Restore Terminal State: Esc 8
The current state of the terminal is restored from the save state buffer written by the last "Save Terminal State" command. The following terminal settings are restored; cursor position, scroll region, font color, background color, line wrap flag, and text attributes. There is only one save location. This means that once a save state command is executed you may call restore as many times as required to repeatedly restore the saved terminal state.

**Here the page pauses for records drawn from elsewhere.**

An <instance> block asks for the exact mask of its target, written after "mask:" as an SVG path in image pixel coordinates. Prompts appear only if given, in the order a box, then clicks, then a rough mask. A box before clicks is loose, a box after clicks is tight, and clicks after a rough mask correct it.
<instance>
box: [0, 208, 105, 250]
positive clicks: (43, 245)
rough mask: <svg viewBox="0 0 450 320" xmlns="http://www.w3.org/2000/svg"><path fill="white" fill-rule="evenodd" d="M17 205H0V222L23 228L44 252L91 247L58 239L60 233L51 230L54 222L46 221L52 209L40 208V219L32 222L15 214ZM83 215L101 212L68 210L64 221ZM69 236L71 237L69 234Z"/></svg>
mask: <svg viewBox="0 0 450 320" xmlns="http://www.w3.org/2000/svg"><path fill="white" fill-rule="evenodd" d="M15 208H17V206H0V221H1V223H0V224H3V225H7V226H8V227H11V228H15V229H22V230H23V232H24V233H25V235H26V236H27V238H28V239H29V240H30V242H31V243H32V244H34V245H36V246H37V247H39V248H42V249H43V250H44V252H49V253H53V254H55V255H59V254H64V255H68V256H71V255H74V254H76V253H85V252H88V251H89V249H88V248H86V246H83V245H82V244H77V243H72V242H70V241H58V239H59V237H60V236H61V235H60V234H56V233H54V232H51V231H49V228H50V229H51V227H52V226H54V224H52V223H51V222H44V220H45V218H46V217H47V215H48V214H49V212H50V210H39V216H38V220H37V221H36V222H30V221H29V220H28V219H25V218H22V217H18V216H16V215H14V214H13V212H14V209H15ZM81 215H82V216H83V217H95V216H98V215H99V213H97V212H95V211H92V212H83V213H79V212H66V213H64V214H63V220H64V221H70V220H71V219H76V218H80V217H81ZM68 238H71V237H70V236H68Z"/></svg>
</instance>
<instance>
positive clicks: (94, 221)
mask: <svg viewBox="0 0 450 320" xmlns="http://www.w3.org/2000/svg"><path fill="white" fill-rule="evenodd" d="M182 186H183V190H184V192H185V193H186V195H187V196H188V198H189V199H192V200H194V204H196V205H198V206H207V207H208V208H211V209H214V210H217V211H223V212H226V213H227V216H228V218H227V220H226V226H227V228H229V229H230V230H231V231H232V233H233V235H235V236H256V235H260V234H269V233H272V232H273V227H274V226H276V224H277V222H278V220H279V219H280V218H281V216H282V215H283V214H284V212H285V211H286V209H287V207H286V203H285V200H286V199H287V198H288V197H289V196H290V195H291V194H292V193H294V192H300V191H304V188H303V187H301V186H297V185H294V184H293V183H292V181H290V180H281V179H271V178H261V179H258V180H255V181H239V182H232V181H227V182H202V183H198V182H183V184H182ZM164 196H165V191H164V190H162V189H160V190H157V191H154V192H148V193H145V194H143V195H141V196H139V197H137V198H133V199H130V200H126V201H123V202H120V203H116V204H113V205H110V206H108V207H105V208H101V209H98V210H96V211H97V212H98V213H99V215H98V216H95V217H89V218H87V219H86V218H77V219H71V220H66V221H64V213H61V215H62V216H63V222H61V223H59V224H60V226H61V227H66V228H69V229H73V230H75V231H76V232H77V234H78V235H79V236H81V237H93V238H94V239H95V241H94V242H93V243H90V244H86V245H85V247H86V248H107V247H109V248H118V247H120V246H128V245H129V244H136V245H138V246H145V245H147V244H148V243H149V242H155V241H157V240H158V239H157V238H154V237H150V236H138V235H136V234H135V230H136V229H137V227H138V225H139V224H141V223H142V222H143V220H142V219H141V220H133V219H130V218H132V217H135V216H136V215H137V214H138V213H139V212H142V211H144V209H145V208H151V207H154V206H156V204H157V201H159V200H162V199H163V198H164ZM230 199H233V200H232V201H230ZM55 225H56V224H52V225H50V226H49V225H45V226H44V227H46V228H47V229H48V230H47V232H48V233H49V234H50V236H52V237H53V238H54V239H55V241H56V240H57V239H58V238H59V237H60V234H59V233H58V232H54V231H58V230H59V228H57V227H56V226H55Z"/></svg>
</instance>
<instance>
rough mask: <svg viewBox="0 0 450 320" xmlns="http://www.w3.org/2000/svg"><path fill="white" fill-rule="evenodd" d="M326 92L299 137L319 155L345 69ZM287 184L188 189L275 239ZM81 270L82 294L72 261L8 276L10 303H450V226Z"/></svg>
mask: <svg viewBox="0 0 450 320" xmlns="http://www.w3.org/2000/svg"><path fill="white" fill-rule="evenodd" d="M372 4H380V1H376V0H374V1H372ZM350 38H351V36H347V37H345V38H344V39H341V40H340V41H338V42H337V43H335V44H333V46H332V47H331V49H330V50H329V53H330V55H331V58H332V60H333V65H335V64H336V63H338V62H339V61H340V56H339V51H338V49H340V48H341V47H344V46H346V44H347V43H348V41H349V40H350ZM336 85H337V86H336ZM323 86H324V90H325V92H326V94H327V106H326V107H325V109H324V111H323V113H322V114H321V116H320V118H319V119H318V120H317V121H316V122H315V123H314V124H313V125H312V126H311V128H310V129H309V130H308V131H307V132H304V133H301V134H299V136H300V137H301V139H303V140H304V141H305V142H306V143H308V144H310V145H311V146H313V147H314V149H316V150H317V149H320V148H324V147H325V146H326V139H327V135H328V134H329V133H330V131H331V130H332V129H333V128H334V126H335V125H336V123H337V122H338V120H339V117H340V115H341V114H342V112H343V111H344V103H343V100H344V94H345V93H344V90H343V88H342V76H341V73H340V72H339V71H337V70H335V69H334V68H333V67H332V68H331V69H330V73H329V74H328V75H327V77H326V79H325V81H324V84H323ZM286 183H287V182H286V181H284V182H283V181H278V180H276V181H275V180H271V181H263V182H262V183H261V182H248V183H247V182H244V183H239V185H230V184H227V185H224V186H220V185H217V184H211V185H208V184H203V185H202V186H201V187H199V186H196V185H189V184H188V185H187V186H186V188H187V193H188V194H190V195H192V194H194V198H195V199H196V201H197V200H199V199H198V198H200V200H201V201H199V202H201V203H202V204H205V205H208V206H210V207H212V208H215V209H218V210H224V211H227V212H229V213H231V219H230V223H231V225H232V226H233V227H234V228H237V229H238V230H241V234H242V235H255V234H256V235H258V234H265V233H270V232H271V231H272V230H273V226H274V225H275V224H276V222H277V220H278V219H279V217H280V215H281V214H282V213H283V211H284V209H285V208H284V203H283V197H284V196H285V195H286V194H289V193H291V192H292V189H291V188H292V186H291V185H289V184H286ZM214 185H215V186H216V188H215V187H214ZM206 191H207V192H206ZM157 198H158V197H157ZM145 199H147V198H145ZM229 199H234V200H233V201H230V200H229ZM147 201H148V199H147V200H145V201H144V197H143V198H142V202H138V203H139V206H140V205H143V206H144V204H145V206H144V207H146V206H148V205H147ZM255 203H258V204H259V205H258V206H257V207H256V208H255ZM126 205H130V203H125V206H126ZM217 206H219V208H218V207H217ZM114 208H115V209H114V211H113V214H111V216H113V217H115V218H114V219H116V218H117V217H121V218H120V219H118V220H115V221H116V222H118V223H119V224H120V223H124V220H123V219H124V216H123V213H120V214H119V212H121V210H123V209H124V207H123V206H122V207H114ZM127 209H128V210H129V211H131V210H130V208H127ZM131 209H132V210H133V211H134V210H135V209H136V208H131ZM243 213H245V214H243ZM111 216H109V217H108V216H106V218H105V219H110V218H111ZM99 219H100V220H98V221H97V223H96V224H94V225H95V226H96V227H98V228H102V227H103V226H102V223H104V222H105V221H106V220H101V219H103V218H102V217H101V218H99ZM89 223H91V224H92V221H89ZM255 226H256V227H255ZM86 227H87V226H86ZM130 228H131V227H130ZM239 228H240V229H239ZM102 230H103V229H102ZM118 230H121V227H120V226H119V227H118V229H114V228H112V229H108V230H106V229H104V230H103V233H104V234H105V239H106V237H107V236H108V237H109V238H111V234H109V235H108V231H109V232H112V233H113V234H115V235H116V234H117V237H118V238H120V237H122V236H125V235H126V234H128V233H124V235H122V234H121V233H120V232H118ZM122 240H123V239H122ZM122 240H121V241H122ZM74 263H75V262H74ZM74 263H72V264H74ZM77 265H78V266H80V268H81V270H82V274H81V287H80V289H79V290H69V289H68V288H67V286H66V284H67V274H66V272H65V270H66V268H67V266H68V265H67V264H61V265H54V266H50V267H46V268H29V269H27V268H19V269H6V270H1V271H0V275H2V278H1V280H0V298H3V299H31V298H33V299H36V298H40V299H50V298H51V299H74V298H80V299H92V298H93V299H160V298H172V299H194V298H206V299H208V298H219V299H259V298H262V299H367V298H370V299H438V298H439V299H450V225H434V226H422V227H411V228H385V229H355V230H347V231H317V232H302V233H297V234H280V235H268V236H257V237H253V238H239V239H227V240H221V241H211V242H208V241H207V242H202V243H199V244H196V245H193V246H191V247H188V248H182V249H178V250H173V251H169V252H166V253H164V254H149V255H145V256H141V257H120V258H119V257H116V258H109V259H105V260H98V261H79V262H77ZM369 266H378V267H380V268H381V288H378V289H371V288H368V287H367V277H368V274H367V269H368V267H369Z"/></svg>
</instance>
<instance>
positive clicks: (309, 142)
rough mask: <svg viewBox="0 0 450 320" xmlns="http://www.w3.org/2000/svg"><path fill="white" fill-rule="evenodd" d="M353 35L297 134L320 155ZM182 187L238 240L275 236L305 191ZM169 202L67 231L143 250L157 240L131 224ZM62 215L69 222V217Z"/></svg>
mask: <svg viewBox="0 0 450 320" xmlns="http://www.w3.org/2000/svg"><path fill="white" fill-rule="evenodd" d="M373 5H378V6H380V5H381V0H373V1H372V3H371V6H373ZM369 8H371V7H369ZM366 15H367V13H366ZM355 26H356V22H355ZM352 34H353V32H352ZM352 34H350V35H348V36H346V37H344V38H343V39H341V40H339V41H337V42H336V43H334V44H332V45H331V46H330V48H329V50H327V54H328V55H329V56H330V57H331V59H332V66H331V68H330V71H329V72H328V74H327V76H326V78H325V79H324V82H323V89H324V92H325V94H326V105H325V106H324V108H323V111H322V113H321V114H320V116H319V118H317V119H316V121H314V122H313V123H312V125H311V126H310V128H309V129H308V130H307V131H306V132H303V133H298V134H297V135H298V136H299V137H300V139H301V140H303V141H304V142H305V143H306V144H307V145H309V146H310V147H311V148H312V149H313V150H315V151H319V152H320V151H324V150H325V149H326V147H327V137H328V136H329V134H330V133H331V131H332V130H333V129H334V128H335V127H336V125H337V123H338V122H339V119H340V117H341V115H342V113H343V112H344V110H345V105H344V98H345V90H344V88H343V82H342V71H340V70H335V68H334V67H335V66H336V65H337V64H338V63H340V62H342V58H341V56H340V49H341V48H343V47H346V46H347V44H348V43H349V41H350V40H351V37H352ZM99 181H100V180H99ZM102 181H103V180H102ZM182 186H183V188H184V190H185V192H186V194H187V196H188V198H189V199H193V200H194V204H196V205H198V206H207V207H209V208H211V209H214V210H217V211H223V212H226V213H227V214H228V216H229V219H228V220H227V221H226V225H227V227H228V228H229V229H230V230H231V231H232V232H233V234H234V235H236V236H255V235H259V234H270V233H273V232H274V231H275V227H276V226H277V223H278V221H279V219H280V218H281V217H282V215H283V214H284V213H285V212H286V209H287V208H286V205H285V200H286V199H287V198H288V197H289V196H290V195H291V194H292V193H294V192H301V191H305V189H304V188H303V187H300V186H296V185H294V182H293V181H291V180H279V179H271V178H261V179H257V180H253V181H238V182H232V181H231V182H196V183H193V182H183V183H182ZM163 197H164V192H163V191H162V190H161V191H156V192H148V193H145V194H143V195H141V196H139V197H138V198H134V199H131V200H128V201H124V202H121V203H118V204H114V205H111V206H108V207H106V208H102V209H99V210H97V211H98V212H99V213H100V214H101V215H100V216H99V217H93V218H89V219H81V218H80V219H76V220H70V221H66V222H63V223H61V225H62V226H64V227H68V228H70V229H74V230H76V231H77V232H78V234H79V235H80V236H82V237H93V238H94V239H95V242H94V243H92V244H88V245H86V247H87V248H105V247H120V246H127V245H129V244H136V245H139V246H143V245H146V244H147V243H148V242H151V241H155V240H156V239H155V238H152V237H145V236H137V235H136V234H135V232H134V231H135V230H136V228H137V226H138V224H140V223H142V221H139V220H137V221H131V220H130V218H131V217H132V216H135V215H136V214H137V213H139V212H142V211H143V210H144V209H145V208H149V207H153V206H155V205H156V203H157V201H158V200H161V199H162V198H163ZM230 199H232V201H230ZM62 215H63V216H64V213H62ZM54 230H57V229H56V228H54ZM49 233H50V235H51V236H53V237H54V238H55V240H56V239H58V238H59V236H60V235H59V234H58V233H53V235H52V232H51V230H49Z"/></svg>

Enquire: code 5 decimal, 05 hex"ENQ"
When the PropTerm terminal receives an enquire control code the terminal responds with an ACK control code (6 decimal). The ACK response is not the default response for an ANSI terminal. An ANSI terminal will normally respond to an ENQ control code with an ANSWER BACK ID string to allow the host to determine the terminal type. The ENQ response was replaced by an escape control sequence in most ANSI terminals.
PropTerm uses the ENQ for another purpose. Different commands sent to the terminal require different amounts of time to complete. The ENQ control code can be used to determine when the terminal has completed the last command. This feature is intended to be used when the terminal is connected to the host with no serial port hardware flow control. Even at low baud rate the host could overrun the terminal receive buffer (receive buffer is 127 bytes). Commands such as; reset, load font, scroll up/down, and insert line take far longer to complete then writing a single character to the terminal display. By sending an ENQ control character right after a complex command the host will know when the command completed by the reception of an ACK control character from the terminal.